The Hillary! campaign for the U.S. Senate is off and running in New York. “Hillary!” has become the First Lady’s logo, substituting an exclamation point for her last name, thus avoiding the Rodham-Clinton problem and playing down her long association with that cad in the White House.

The exclamation point also imports excitement. But the prospect of her campaign was more exciting than the campaign itself has turned out to be. Unlike Bill Clinton, but very much like Al Gore, Hillary! is a leaden speaker, sticking to a predictable script and never taking the risk of improvising. The only excitement she arouses is inadvertent, as when she commits a gaffe.

Her stiff style is a political handicap, not only because it’s charmless but because it shows her inability to interact spontaneously with real people. Despite her professed compassion for ordinary folk, Hillary! doesn’t really like them, and it shows. Her ill-tempered rudeness to underlings has been legendary since her Arkansas days.

[Breaker quote: How the 
First Lady treats a nobody]Shortly after Bill’s 1993 inauguration, low-level White House employees, many of whom had voted for him, were shocked at her abrasiveness, especially after the unfailingly gracious treatment they had become accustomed to from the patrician Republican, Barbara Bush. Rumors abound of her nastiness to Arkansas state troopers and Secret Service agents assigned to escort her. She gave no credit to the ghostwriter of her compassionate manifesto, It Takes a Village. She once stiffed a hairdresser, who finally had to dun the White House for payment.

The most notorious incident of this tender-hearted First Lady’s tenure was the firing of the White House Travel Office staff, in order to replace them with her Arkansas cronies. Not content with firing them, she arranged their prosecution on trumped-up charges; a jury quickly acquitted them. Such is the tender concern of Hillary! for the little people.
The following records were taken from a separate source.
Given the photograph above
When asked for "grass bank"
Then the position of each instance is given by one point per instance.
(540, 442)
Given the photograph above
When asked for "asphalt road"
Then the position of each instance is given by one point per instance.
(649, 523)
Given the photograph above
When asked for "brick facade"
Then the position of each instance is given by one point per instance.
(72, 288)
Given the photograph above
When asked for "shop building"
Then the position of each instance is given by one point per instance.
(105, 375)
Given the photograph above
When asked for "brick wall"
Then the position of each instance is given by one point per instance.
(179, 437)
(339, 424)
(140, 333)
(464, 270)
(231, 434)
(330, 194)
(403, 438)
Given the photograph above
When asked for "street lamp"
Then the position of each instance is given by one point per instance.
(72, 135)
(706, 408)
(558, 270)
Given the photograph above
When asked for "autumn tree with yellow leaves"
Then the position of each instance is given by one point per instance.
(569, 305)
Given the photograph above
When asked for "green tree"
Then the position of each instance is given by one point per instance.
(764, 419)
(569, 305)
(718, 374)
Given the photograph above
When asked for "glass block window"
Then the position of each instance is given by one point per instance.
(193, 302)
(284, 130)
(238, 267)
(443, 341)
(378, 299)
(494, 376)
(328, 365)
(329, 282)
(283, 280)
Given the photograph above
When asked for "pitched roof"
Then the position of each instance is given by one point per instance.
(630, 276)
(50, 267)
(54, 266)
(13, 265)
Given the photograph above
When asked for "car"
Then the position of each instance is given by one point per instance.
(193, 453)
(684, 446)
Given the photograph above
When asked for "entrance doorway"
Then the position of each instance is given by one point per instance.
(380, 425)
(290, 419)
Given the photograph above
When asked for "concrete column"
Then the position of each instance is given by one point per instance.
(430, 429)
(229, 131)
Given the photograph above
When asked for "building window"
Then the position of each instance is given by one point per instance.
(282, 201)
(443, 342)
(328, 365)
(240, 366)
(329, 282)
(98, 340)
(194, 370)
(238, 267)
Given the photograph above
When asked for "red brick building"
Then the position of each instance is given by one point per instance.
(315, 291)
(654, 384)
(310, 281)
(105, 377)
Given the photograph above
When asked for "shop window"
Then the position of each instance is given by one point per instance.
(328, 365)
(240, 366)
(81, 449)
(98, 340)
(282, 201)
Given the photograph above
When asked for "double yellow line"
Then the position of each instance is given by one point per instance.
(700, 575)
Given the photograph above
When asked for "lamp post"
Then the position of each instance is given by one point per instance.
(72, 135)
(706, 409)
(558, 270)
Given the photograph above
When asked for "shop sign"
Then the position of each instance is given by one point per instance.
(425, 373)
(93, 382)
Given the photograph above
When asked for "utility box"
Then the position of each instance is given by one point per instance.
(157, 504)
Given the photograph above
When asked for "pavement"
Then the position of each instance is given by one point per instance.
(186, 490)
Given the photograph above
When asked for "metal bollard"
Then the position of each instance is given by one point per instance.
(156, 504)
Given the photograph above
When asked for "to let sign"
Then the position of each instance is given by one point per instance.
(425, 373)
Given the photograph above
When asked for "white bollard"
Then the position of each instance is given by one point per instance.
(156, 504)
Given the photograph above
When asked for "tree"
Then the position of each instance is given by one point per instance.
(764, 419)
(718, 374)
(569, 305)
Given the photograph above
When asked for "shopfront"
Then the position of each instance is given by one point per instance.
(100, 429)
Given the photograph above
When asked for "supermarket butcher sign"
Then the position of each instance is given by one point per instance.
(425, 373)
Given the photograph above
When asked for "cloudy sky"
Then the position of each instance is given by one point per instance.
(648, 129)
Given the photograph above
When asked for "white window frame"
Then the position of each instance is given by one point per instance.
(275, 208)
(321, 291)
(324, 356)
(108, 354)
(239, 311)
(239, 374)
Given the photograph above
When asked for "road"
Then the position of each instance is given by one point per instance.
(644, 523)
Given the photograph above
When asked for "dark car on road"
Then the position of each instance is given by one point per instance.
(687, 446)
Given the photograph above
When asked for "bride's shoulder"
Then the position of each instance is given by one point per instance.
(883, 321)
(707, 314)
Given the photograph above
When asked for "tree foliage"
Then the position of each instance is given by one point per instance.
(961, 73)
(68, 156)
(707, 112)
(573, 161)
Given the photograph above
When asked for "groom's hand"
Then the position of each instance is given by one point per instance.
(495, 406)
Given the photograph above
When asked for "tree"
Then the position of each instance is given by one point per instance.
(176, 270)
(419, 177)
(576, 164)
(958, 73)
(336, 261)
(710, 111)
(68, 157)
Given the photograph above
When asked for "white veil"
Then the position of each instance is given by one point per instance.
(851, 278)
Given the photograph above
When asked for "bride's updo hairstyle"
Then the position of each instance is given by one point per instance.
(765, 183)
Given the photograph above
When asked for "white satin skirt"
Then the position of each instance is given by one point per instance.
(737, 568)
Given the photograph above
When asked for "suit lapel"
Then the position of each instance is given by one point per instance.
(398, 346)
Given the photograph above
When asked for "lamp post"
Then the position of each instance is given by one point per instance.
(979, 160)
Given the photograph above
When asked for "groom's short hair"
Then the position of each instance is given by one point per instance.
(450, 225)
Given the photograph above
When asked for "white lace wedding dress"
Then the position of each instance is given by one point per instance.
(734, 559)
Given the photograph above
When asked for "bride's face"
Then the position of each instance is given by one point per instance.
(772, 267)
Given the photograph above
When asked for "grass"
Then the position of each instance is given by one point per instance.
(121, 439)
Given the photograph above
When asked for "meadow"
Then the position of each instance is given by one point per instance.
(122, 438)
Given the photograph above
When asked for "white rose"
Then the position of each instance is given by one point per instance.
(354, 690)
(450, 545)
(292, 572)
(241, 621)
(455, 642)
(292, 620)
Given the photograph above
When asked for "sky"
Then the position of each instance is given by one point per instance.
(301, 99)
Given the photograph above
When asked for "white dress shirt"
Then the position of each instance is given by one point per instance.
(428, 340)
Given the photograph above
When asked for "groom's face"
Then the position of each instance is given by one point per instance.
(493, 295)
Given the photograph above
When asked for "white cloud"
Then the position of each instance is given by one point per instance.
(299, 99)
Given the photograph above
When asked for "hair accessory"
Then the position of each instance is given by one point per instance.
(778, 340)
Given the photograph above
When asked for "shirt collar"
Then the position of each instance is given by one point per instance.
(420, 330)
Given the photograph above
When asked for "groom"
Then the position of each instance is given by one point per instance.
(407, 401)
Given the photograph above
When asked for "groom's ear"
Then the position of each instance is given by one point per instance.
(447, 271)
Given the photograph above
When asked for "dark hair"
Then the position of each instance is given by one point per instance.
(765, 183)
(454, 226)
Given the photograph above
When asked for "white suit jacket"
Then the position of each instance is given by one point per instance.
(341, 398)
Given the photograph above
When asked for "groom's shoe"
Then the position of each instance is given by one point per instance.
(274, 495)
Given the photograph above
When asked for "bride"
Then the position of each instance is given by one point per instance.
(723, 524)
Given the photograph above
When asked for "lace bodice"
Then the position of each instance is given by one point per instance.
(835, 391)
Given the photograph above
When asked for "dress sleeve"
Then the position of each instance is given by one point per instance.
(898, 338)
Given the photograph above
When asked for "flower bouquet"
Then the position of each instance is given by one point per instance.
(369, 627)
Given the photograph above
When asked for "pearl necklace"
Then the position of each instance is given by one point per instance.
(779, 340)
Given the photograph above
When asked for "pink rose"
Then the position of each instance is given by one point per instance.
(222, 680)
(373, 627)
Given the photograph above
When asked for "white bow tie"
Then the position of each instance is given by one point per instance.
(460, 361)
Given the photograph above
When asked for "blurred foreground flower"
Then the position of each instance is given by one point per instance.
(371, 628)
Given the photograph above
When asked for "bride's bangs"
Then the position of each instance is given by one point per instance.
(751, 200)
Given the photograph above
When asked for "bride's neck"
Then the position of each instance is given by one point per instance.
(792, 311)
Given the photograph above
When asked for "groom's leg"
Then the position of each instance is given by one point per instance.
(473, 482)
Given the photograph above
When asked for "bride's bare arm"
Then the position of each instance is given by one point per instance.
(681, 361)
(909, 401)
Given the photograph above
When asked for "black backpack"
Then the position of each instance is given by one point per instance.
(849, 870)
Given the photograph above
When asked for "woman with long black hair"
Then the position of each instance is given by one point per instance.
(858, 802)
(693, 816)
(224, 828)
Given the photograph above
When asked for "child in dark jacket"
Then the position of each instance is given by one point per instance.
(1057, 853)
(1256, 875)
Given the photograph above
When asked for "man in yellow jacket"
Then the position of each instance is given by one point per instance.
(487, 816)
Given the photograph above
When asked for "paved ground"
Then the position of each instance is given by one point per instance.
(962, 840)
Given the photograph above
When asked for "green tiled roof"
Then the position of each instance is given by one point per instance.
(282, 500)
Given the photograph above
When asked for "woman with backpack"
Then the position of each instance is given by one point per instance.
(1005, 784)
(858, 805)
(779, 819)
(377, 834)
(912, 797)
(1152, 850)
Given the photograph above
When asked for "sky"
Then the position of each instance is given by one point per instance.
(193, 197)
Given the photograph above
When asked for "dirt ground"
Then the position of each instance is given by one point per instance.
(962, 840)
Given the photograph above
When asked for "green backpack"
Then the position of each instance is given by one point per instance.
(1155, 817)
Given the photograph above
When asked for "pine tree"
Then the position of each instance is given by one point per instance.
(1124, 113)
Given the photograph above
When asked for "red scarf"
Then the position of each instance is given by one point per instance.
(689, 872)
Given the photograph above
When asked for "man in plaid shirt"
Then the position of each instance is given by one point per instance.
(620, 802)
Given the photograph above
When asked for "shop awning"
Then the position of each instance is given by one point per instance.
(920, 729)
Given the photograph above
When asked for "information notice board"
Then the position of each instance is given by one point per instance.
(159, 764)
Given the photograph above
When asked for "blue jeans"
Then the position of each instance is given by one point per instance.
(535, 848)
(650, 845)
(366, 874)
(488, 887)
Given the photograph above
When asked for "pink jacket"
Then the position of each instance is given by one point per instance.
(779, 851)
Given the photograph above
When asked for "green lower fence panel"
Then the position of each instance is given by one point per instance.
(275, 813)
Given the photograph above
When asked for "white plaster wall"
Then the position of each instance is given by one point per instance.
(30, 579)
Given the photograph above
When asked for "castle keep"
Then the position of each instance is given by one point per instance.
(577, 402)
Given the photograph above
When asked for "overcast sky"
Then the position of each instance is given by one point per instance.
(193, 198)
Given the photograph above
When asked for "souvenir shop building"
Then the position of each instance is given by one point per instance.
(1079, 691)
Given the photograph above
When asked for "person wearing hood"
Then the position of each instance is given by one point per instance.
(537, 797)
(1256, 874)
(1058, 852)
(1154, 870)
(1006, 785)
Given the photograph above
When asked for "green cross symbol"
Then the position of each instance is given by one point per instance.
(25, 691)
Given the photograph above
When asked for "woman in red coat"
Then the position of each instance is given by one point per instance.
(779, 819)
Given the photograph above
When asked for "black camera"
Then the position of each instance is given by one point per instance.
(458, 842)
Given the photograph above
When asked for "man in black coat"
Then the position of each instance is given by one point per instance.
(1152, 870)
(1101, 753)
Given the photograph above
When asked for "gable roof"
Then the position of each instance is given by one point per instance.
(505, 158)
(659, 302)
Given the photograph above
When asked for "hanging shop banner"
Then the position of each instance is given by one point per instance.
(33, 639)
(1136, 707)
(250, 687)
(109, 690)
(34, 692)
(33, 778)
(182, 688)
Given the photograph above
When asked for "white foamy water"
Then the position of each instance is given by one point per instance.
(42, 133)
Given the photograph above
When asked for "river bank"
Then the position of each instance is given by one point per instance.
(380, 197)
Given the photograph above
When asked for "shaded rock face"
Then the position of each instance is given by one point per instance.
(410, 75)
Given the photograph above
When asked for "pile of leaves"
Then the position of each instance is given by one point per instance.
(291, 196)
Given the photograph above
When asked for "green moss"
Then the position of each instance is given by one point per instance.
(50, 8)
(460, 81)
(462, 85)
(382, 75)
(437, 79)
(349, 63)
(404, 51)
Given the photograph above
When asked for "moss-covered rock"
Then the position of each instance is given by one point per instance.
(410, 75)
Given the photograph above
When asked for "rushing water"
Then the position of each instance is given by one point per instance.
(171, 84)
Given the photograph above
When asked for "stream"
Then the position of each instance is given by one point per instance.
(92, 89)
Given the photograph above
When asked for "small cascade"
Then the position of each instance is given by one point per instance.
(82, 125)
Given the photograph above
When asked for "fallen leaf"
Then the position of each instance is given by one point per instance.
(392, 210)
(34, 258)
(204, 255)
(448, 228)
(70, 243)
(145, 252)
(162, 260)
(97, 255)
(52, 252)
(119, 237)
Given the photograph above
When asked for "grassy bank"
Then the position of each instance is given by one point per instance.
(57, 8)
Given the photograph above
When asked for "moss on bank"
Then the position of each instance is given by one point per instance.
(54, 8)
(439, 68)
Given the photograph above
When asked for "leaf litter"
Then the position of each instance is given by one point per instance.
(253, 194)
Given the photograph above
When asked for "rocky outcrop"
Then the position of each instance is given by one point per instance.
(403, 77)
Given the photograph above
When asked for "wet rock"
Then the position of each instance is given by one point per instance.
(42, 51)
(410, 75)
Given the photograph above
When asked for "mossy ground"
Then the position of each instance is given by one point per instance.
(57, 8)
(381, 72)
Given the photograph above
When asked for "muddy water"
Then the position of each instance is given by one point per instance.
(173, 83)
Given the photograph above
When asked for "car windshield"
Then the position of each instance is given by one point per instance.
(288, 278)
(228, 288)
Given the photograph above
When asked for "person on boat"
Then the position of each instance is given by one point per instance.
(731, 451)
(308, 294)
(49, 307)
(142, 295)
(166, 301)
A few days ago Hillary! again showed her true colors. After enjoying a free breakfast at an upstate New York restaurant, she left without tipping the waitress, who, like many waitresses, was a single mother.

New York’s mayor, Rudy Giuliani, her likely Republican opponent for the Senate seat, quickly pounced on the incident, pointedly leaving a $25 tip for a waitress at a Big Apple restaurant and urging “out-of-towners” to remember to tip New York’s waitresses. It was funny, but it was an obvious publicity stunt. Surely Mr. Giuliani doesn’t always leave $25 tips.

To me the story was more painful than amusing. When I was in college I was a busboy, and I depended on tips. I didn’t have a family to support, but most of the waitresses I worked with did. They became upset with customers who were too cheap to leave a tip of at least 10 per cent of the check. (The etiquette books prescribe 15 per cent.)

To this day, I pay close attention to waitresses. When I see a middle-aged waitress without a wedding band, I sense a sad story. She isn’t doing the job for the fun of it or for “personal fulfillment.” Nobody chooses waiting on tables as a career. She needs every dollar, and I tip at least 25 or 30 per cent. I also make a point of being pleasant and cheerful. Little things, but she’s a human being and any small gesture may relieve the drudgery of her life. I could easily have wound up in her shoes.

In defense of Hillary! it may be said that her staff should have taken care of the tip. And I have no doubt that she roasted some poor staffer when the incident resulted in bad publicity for her. But she should have clearly instructed her staff to show every courtesy to people she encountered. And she obviously didn’t look at the waitress as a real person while she was being served.

Hillary! can give a set speech on the problems of women in China, enumerating all the standard feminist complaints. But a lone waitress in real life is a different matter.

That waitress wasn’t a celebrity, or a union leader, or a spokesperson for an ethnic bloc, or a big Democratic donor; she was a nobody, outside the network of people who “count.” And she was treated accordingly.